By Rabail Baig
In the second session of this summer’s 8-week COVID + Data Science Virtual Seminar Series sponsored by Duke University’s Plus Data Science (+DS) program, Duke Assistant Professor of Civil and Environmental Engineering David Carlson introduced natural language processing concepts with the challenge of parsing important findings in scientific literature. After touching upon the basics of natural language processing, Carlson introduced the algorithmic foundation of these tools, and discussed how the same toolkit can be applied in diverse scenarios.
“There has been an explosion of scientific literature on COVID-19 in the past several months with thousands of articles already available,” said David Carlson, “and in order to try to make sense of this quickly evolving literature, people have turned to data science and natural language processing tools to process the vast literature and find the most relevant articles.”
Among the participants from across Duke who attended Carlson’s talk on natural language processing was David Bradway, PhD, a staff research scientist in Biomedical Engineering at Duke, who later reached out to Carlson in an email sharing how he applied the methods Carlson presented to a dataset he had been working with at home.
“I had been following the announcements of seminars presented at Duke on data science both in-person before COVID-19, and now remotely via Zoom,” said Bradway, who has an avid interest in machine learning methods that operate on imaging data, which applies to his work in ultrasound imaging.
David Bradway earned his Ph.D. in biomedical engineering in 2013 from Duke, after which he was a guest postdoc at the Technical University of Denmark, supported by a Whitaker International Program Scholarship. Working on ultrasound research since 2002, Bradway is interested in diagnostic ultrasound imaging and developing methods to improve image quality and medical diagnoses. More recently, he has been picking up skills in newer methods in data science and statistics through Duke’s Machine Learning Summer School, workshops, and online tutorials.
Aside from his work at Duke, Dr. Bradway is also currently involved with a group of volunteers at EngageDurham, a pilot initiative that facilitates community outreach and engagement for the Durham Comprehensive Plan process. The Comprehensive Plan is a broad policy document that outlines the community’s vision and recommendations for decision-making covering a range of areas including housing, health, education, development, environment, land use, transportation, and an umbrella strategy for how the city and county wants to grow and develop over the next 30 years.
“The Planning Staff at EngageDurham had acknowledged that the process of creating previous Comprehensive Plans was quite biased, with much of the decision-making power resting in the hands of overwhelmingly white people in power including the Planning Commission and City Council members,” said Bradway. “The process being used this time was intentionally more inclusive and equitable.”

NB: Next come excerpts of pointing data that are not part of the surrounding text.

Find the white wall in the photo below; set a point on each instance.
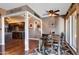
(59, 26)
(58, 23)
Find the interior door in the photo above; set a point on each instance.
(14, 33)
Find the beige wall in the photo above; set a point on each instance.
(2, 12)
(58, 25)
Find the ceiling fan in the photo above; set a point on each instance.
(52, 13)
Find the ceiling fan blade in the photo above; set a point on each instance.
(57, 11)
(45, 14)
(56, 14)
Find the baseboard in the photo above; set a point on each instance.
(71, 49)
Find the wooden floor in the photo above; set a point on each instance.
(14, 47)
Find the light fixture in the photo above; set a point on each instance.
(50, 14)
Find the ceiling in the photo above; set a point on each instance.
(39, 8)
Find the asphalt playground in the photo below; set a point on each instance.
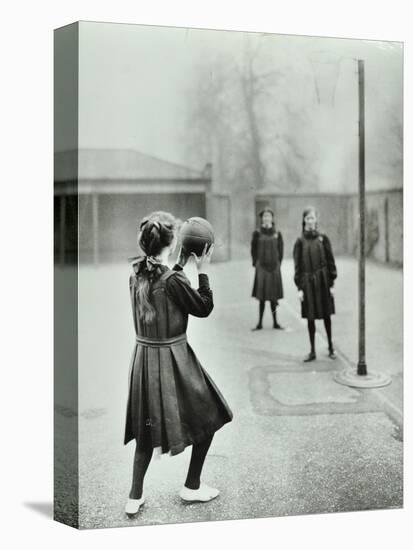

After the first round of community engagement in late 2019, Bradway realized that planning staff had to apply manual methods of data entry and tagging for the analysis of the text results collected. To augment their manual tagging methods and apply methods that were less reliant upon human judgment for categorizing the topics of comments, he used the opportunity to learn and apply natural language processing to try to gain some additional insights with automated algorithms.
“I learned through my analyses that the topics important to people varied with the demographics of those giving the feedback,” said Bradway. “The different channels of feedback that the planning staff utilized had quite different racial and socioeconomic demographics, and this was reflected in the contents of the comments that were received.”
“Dr. Carlson’s talk on applying natural language processing to COVID-19 literature caught my eye due to its applicability to the EngageDurham community project, and I really appreciated how Dr. Carlson actually used the methods he was teaching on real data, included examples in the talk, and made the whole analysis available in a notebook and public repository. This made it really easy to adapt to my dataset and project,” said Bradway.
David Bradway applied methods from Dr. Carlson’s talk to EngageDurham data acquired from its Listening and Learning engagement program, which comprised text results from online surveys, large in-person facilitated sessions, and small community feedback sessions of primarily underrepresented groups.
“To use the data, I copied the spreadsheet that the planning staff posted and did some manual data cleaning including the headings, spelling, and standardizing the tags applied across the sheets,” said Bradway. He then used analyses from Dr. Carlson and made a copy of his data and code available on his Github profile.
“One of the goals of working with the community in this process is to improve transparency and to rebuild trust,” said Lisa Miller, a senior planner at EngageDurham who worked directly with Bradway. “Dr. Bradway has been involved in this important work since it began last summer and most recently, his work developing an app to improve access and searchability of the database of resident input from engagement so far has been invaluable.”
“I hope that the tools and analyses I am helping with will inform the Comprehensive Plan and help shape the next 30 years of Durham’s growth in a more equitable, racially just way,” said Bradway who hopes that people with appropriate skills can use data science and statistics methods to improve the lives of people around them.